What we aim ?
GeomScale is a research and development project that delivers open source code for state-of-the-art algorithms at the intersection of data science, optimization, geometric, and statistical computing.
The current focus of GeomScale is scalable algorithms for sampling from high-dimensional distributions, integration, convex optimization, and their applications. One of our ambitions is to fill the gap between theory and practice by turning state-of-the-art theoretical tools in geometry and optimization to state-of-the-art implementations.
We believe that towards this goal, we will deliver various innovative solutions in a variety of application fields, like finance, computational biology, and statistics that will extend the limits of contemporary computational tools.

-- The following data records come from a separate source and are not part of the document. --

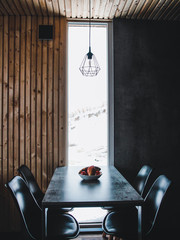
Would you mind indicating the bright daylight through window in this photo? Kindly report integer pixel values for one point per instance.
(87, 97)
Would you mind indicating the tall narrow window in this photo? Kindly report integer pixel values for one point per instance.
(90, 106)
(87, 97)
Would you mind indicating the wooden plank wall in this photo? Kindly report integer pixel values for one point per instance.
(32, 104)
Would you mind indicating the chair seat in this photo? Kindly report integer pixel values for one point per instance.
(122, 223)
(61, 226)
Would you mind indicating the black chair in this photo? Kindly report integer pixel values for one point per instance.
(34, 187)
(125, 224)
(59, 225)
(139, 182)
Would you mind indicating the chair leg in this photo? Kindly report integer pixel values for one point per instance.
(104, 235)
(110, 237)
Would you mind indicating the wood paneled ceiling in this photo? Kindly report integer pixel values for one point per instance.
(101, 9)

GeomScale aims in serving as a building block for an international, interdisciplinary, and open community in high dimensional geometrical and statistical computing.
Scientific background, problems and applications
The main computational problem is sampling from high-dimensional distributions. Sampling is a fundamental operation that plays a crucial role across sciences including modern machine learning and data science. We work on the development of practical algorithms based on sampling for a set of fundamental computational problems such as convex optimization, integration and volume computation.
Regarding applications GeomScale project provides efficient geometric algorithms for estimating high-dimensional copulas that are useful in computational finance, in particular financial crisis prediction. Moreover, GeomScale hosts a software framework for analysis of metabolic networks that given a metabolic model generates high-dimensional random sampling of metabolic fluxes that in turn provide an unbiased description of the capabilities of the metabolic network.